Chambers won’t be testifying
Five days after BuzzFeed blew his cover in August, “federal prosecutors announced that he would not be on the list of witnesses testifying in the upcoming trial.” If that wasn’t bad enough news for globalists, more misconduct has surfaced.
“A second FBI agent, who had served as the case’s public face, was charged with beating his wife when they returned home from a swingers party.” A “third agent was accused of perjury.” Meanwhile, “a state prosecutor in a related case was reassigned and then retired in the face of an audit into his prior use of informants.”
Speaking of informants, one “crucial to the investigation” was “indicted on a gun charge and is now under investigation for fraud.” Stephen Robeson was a fed rat who “identified and recruited potential targets in multiple states.”
He also “organized many of the events” which turned out to be the hatching of a kidnap plan. The FBI claims they know nothing about the misconduct of their carefully handled asset.

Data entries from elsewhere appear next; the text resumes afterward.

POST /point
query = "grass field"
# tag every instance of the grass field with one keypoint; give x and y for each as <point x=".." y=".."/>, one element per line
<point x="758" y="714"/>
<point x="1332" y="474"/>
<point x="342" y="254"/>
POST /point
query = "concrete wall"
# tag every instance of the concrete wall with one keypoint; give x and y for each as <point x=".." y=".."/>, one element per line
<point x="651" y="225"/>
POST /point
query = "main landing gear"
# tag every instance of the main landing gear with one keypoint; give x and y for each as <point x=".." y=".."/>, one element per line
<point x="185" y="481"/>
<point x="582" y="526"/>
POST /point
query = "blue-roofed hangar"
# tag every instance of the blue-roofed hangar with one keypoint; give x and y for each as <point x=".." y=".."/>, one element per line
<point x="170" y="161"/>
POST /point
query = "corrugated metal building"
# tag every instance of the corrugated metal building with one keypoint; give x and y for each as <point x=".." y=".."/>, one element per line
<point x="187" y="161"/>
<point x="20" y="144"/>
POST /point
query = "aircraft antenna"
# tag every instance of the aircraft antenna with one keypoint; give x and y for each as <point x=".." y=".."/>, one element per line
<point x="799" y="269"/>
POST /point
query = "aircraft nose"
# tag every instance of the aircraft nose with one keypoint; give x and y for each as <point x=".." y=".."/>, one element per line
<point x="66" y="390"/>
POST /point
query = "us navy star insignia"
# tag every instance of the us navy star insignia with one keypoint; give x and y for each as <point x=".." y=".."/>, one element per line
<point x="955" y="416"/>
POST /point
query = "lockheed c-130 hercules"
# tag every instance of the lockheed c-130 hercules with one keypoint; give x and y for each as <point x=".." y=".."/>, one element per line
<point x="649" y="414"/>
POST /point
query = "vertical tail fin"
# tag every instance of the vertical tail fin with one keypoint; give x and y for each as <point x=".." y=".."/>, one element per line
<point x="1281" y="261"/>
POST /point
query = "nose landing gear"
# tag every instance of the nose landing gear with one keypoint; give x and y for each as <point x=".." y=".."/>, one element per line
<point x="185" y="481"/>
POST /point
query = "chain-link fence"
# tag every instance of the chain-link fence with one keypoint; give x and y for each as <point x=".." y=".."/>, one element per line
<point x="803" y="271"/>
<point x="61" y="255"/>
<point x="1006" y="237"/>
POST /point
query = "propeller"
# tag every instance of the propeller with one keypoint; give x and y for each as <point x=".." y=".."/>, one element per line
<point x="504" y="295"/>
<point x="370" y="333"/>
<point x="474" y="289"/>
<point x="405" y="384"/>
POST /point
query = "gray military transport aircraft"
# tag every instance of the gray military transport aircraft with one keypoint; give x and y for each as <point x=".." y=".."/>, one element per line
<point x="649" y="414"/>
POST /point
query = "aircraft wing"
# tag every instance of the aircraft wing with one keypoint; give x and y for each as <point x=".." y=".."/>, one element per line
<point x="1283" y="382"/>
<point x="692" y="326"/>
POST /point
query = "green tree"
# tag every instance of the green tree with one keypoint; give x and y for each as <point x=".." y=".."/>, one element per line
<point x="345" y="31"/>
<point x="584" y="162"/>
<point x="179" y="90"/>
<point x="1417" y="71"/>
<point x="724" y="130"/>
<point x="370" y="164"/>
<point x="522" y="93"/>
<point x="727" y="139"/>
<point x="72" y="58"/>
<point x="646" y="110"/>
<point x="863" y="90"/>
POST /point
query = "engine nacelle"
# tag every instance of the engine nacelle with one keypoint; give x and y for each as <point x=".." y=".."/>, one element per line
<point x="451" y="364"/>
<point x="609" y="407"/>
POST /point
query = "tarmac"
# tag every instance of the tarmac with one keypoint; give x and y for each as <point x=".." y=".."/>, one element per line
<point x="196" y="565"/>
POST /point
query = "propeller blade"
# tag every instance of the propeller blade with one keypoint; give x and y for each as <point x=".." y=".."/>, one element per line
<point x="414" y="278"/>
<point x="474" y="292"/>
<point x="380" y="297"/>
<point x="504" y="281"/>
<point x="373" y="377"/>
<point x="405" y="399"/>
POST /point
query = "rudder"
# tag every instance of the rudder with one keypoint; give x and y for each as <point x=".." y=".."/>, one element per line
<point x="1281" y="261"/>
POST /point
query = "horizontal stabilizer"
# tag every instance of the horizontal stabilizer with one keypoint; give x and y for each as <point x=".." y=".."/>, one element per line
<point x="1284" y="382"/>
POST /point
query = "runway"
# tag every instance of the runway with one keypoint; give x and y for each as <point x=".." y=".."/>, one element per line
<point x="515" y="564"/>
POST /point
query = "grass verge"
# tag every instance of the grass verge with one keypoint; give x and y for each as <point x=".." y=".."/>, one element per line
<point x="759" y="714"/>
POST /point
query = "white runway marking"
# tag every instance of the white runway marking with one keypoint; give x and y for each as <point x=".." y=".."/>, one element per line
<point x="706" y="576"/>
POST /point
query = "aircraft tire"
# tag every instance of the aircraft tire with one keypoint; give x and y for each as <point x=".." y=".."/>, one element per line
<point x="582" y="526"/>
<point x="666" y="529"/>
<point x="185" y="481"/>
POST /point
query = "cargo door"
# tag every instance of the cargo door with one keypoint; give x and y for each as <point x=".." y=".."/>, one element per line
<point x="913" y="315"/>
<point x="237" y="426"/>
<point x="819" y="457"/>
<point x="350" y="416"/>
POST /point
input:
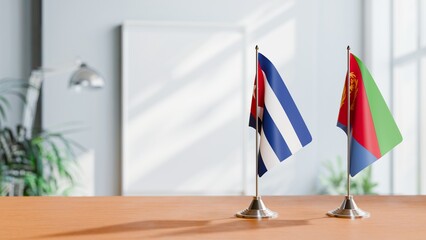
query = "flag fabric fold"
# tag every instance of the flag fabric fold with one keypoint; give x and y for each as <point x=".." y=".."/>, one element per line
<point x="281" y="127"/>
<point x="373" y="129"/>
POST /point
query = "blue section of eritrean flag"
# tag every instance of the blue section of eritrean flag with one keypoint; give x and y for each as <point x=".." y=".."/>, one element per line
<point x="281" y="127"/>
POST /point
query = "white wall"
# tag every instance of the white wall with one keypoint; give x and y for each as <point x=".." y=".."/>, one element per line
<point x="305" y="39"/>
<point x="15" y="47"/>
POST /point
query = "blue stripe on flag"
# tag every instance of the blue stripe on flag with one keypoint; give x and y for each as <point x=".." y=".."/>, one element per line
<point x="283" y="95"/>
<point x="360" y="157"/>
<point x="274" y="137"/>
<point x="261" y="166"/>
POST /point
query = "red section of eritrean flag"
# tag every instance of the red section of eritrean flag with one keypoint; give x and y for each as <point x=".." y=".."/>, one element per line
<point x="362" y="125"/>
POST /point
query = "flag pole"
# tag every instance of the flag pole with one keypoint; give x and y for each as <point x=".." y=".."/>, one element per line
<point x="348" y="97"/>
<point x="348" y="208"/>
<point x="257" y="208"/>
<point x="257" y="122"/>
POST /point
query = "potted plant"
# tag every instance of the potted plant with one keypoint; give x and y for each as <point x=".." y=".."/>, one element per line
<point x="32" y="166"/>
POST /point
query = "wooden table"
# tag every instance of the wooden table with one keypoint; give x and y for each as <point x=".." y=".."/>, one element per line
<point x="300" y="217"/>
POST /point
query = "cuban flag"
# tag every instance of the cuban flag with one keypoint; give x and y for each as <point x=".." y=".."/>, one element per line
<point x="281" y="127"/>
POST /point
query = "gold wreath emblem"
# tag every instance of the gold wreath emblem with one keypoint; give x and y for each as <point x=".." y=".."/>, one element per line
<point x="353" y="90"/>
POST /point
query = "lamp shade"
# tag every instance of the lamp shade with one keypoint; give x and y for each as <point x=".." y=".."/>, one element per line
<point x="86" y="77"/>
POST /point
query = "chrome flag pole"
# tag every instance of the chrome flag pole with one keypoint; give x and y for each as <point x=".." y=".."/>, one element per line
<point x="348" y="208"/>
<point x="257" y="208"/>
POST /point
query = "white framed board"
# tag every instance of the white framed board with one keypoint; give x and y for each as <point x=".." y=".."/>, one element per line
<point x="183" y="109"/>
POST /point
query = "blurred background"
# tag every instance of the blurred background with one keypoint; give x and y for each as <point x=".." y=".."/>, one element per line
<point x="172" y="118"/>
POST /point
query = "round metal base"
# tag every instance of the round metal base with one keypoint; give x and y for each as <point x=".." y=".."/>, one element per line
<point x="348" y="209"/>
<point x="257" y="209"/>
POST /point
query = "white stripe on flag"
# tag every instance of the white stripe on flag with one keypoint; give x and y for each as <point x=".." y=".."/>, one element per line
<point x="269" y="157"/>
<point x="281" y="120"/>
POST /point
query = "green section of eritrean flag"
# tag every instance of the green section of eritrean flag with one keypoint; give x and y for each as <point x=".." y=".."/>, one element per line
<point x="388" y="134"/>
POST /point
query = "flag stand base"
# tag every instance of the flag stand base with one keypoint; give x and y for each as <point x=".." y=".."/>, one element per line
<point x="348" y="209"/>
<point x="257" y="209"/>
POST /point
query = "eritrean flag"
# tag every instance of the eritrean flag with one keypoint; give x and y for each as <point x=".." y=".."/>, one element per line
<point x="281" y="127"/>
<point x="374" y="131"/>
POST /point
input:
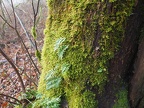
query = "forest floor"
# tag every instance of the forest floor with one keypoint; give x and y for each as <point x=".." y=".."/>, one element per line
<point x="10" y="86"/>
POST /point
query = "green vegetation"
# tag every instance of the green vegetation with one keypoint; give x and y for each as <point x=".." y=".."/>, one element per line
<point x="122" y="99"/>
<point x="71" y="64"/>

Defense attorneys hired private investigators to look into agent Chambers and his background. They plan to argue “the defendants were entrapped by an overzealous and compromised investigation.”

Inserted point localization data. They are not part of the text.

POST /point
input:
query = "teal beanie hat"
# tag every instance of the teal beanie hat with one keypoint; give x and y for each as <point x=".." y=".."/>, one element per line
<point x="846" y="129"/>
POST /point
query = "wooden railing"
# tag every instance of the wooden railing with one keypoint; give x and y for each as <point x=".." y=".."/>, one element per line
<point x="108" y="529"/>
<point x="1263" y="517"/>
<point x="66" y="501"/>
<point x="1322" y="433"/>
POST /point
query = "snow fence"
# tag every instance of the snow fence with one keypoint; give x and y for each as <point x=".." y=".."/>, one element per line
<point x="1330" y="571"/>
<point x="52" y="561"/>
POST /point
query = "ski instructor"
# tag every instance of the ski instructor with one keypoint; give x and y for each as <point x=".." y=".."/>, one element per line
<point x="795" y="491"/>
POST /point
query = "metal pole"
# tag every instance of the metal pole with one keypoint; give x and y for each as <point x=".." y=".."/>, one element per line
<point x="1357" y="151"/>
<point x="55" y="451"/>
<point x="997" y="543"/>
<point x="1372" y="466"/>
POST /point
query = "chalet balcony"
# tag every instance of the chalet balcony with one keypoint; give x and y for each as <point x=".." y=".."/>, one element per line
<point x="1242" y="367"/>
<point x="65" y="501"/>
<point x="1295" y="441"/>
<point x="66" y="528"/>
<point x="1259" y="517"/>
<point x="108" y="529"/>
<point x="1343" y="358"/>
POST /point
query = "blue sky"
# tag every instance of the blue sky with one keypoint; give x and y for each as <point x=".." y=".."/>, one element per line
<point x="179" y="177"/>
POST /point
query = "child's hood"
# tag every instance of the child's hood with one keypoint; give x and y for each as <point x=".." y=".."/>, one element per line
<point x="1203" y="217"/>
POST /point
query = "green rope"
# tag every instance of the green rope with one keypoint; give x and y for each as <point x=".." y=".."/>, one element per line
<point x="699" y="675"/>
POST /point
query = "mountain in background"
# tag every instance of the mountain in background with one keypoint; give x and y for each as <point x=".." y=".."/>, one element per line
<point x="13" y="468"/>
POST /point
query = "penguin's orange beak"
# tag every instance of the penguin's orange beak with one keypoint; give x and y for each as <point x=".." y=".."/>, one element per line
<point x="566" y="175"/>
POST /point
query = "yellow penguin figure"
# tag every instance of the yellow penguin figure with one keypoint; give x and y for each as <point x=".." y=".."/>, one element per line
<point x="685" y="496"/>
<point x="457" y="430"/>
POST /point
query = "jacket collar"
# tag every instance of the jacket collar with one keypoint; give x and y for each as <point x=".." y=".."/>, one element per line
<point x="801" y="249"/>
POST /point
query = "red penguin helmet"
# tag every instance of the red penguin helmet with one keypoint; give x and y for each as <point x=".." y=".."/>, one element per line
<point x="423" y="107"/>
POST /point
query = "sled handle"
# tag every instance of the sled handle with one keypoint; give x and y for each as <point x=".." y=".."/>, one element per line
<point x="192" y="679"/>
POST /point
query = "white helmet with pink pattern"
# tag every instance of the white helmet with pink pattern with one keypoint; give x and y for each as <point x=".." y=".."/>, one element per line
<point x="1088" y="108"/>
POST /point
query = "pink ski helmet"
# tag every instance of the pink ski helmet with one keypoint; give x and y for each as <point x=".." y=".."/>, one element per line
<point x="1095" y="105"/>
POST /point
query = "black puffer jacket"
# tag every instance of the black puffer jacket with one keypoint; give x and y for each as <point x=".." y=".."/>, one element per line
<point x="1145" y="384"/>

In total, 14 men were accused and charged in 3 separate courts. Six of them are facing life in prison. Many were members of the Wolverine Watchmen. On Monday, December 20, a Michigan state judge will hold a hearing on a motion filed by three of them who claim they were the victims of entrapment. The FBI has a shady history of misconduct when it comes to informants.
FBI rat misconduct
The FBI wouldn’t be able to do a thing without rats. “The FBI has long relied on undercover agents and confidential informants.” These are all civilians, and “some of them paid for their service to infiltrate closed groups.” Like the Bundy bunch up in Malheur or the Proud Boys. Similar misconduct is also alleged in both of those.
As BuzzFeed points out, “officially, these agents and informants are supposed to blend in and report back, not to directly steer the group’s actions and certainly not to push them to commit crimes the groups would not otherwise have contemplated.” That is just what happened though, the evidence suggests.
“At least a dozen confidential informants, as well as two or more undercover FBI agents,” worked the Michigan kidnapping case. The misconduct comes in when allegedly “defendants built and detonated bombs, twice surveilled Whitmer’s vacation home, talked about trying and executing her, and practiced forcibly entering structures they called ‘kill houses.'”
What the FBI doesn’t want to talk about is at “the center of much of that action was Stephen Robeson, an informant who had a long history of criminal behavior.” All those were his ideas.
After a patriotic themed meeting “in a private room at a Delaware tavern said to have been a gathering place for the Founding Fathers,” Robeson “ushered many of his guests to nearby hotel rooms, where he got them to vent their anger about governors who enacted COVID-19 restrictions.” The ones who made sympathetic noises were indoctrinated into the Deep State plot.
“He also urged people to plan violent actions against elected officials and to acquire weapons and bomb-making materials. Some of those contacts say he called them nearly every day.” That sounds like misconduct to most folks. The prosecution might not be calling him but the Defense will. “They say he can shine a light on what the government did to drag targets into the alleged plot and on the FBI’s conduct overall.”